Jerusalem: The Emanation of the Giant Albion by William Blake, 297 pages

Madness and genius were never more closely allied than in the person of William Blake, who sought uncompromisingly

     To open the Eternal Worlds, to open the Immortal Eyes
     Of Man inwards into the Worlds of Thought.

A master engraver as well as a poet, Blake's illuminated books unite both talents in the exposition of his unique inner vision.  Indeed, as the introduction to the Blake Trust edition states, "Jerusalem is as epic in its range of graphic techniques as it is in its poetry", and this edition includes full color reproductions of the original's 100 pages, as well as a transcription of the text with notes and commentary, all necessary both to experience the full effect of Blake's work and to even begin to understand the uncanny processions of shadows and spectres and emanations.  The center of the epic is the giant Albion, who is simultaneously Adam and England, who, himself sickened, sickens the world.

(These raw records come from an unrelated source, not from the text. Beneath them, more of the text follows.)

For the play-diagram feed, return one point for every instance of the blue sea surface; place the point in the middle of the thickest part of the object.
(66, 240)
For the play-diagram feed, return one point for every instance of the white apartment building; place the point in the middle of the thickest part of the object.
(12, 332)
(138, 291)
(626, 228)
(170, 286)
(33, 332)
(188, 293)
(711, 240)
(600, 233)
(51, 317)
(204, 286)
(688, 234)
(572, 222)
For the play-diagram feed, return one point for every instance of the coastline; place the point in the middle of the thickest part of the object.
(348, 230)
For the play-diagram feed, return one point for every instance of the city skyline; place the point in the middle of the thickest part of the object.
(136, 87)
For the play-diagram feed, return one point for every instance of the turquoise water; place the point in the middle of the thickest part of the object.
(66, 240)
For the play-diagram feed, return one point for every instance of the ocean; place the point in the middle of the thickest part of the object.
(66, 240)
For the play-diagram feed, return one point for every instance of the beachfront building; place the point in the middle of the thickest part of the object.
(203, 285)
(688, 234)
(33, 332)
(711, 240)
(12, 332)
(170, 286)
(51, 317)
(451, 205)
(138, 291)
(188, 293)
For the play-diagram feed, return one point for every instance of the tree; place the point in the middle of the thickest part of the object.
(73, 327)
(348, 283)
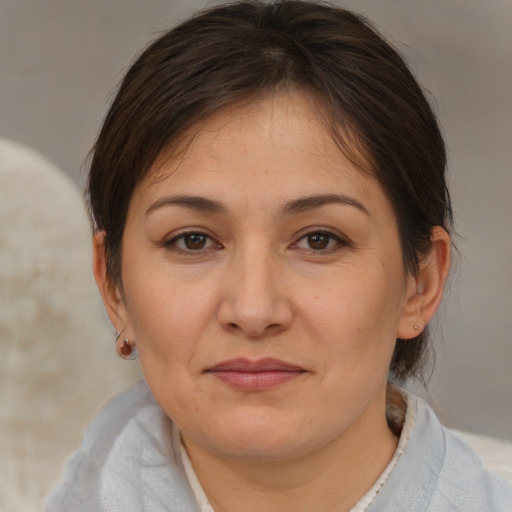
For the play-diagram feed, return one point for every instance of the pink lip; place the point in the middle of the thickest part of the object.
(258, 375)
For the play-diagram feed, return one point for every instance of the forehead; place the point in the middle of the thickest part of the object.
(280, 139)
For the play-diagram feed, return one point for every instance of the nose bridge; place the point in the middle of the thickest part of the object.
(253, 300)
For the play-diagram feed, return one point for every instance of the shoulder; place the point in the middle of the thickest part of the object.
(461, 482)
(464, 484)
(128, 461)
(439, 472)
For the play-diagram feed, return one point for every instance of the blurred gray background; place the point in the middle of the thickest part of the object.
(60, 61)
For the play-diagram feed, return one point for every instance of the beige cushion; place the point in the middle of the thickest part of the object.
(57, 364)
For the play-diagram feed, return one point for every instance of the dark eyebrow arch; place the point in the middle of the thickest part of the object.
(304, 204)
(199, 204)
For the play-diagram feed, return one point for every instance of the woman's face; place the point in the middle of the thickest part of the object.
(263, 284)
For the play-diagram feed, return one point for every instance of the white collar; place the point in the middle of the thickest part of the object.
(362, 504)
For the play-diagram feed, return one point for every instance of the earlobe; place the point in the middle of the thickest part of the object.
(425, 290)
(110, 292)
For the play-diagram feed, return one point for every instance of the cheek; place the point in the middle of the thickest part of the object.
(354, 318)
(168, 316)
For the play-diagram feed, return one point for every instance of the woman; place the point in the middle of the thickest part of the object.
(271, 235)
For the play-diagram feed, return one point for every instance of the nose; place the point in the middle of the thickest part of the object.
(254, 299)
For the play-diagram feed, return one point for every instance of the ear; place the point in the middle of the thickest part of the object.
(425, 289)
(111, 293)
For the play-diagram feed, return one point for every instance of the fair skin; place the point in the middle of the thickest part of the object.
(262, 241)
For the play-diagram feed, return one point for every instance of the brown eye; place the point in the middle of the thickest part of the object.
(195, 241)
(192, 242)
(318, 241)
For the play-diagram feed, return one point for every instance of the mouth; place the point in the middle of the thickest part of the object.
(259, 375)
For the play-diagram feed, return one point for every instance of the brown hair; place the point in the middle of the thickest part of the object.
(371, 101)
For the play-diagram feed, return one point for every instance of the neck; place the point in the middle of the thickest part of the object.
(333, 477)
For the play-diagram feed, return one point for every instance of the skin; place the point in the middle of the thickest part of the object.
(319, 284)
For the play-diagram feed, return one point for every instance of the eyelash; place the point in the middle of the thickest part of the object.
(211, 244)
(331, 237)
(173, 242)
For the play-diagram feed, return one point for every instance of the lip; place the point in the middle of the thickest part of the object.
(259, 375)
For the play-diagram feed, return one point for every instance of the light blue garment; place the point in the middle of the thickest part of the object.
(129, 463)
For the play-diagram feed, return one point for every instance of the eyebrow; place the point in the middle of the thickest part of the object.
(300, 205)
(304, 204)
(197, 203)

     He hath leagued himself with robbers!  he hath studied the arts
     Of unbelief!  Envy hovers over him!  his Friends are his abhorrence!
     Those who give their lives for him are despised!
     Those who devour his soul, are taken into his bosom!

Albion's sons are simultaneously the tribes of Israel and the bishoprics of England, whom Blake portrays as descending into bestial idolatry

     Destroying by selfish affections the things that they most admire.

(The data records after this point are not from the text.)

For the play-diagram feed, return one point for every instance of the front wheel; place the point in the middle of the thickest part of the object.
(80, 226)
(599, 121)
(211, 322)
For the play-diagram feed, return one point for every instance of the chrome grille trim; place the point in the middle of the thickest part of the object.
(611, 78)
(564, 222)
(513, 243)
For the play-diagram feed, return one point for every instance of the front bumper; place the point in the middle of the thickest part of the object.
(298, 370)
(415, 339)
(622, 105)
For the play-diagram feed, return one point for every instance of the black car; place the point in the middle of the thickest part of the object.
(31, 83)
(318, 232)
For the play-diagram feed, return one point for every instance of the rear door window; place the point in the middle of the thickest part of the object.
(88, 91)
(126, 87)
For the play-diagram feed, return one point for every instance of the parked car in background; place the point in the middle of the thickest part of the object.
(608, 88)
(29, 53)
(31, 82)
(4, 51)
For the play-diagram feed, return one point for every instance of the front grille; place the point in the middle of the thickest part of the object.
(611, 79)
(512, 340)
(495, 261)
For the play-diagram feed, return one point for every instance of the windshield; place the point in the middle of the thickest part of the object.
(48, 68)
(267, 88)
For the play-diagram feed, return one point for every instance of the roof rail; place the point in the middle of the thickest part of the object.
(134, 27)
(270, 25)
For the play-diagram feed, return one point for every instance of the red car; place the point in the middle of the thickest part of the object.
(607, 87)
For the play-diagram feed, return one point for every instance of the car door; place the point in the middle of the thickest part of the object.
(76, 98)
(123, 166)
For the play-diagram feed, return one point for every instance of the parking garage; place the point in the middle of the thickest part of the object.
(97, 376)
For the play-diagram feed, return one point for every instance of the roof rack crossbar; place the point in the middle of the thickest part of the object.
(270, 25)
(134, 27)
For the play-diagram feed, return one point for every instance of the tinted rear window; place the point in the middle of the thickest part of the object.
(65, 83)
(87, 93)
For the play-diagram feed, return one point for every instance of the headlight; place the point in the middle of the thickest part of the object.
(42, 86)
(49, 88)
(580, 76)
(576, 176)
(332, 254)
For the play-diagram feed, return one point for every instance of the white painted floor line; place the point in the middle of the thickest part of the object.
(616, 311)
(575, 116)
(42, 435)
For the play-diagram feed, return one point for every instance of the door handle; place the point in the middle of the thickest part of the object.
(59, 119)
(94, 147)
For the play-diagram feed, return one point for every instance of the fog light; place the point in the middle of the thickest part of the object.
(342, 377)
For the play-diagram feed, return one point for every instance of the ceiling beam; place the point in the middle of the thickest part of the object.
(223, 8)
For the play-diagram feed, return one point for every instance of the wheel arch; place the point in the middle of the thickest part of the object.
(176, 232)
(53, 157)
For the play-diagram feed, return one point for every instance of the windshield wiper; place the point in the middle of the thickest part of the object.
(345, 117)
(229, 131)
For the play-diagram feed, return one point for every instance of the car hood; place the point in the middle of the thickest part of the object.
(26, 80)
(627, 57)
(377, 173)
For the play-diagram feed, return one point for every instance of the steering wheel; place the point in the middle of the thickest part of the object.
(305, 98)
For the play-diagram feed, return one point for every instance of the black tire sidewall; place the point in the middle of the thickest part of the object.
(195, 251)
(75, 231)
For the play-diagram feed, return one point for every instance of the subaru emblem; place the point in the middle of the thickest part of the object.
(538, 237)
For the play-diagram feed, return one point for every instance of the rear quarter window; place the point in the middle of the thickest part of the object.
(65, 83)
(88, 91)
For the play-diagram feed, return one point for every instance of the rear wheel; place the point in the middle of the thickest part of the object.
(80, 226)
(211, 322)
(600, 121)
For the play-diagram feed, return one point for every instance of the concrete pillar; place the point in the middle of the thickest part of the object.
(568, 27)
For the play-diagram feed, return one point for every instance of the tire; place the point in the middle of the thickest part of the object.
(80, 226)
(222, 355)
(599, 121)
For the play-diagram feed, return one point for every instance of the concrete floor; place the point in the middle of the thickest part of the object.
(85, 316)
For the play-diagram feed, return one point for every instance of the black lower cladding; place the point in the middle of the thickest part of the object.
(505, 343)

In Blake's mythopoeia art, science, politics, and religion combine in a delirious mixture, full of double meanings and unexpected associations.  Nineteenth century England becomes the biblical Babylon:

     The Walls of Babylon are the Souls of Men : her Gates the Groans
     of Nations : her Towers are the Miseries of once happy Families.
     Her Streets are paved with Destruction, her Houses built with Death
     Her Palaces with Hell & the Grave ; her Synagogues with Torments
     Of ever-hardening Despair squard & polishd with cruel skill
     Yet thou wast lovely as the summer cloud upon my hills
     When Jerusalem was thy heart's desire in times of youth & love.

If Blake condemns much of the modern world, he is scarcely less hostile to tradition, or any worldview which he sees as exalting reason over imagination, or law above grace.  Blake's mythic vision defines the cosmos in terms of coupled opposites, the state against the individual, matter against spirit, death against life.  And yet he always holds out hope for a reconciliation, or, at least, for conversion.

     For the Soldier who fights for Truth, calls his enemy his brother :
     They fight & contend for life, & not for eternal death!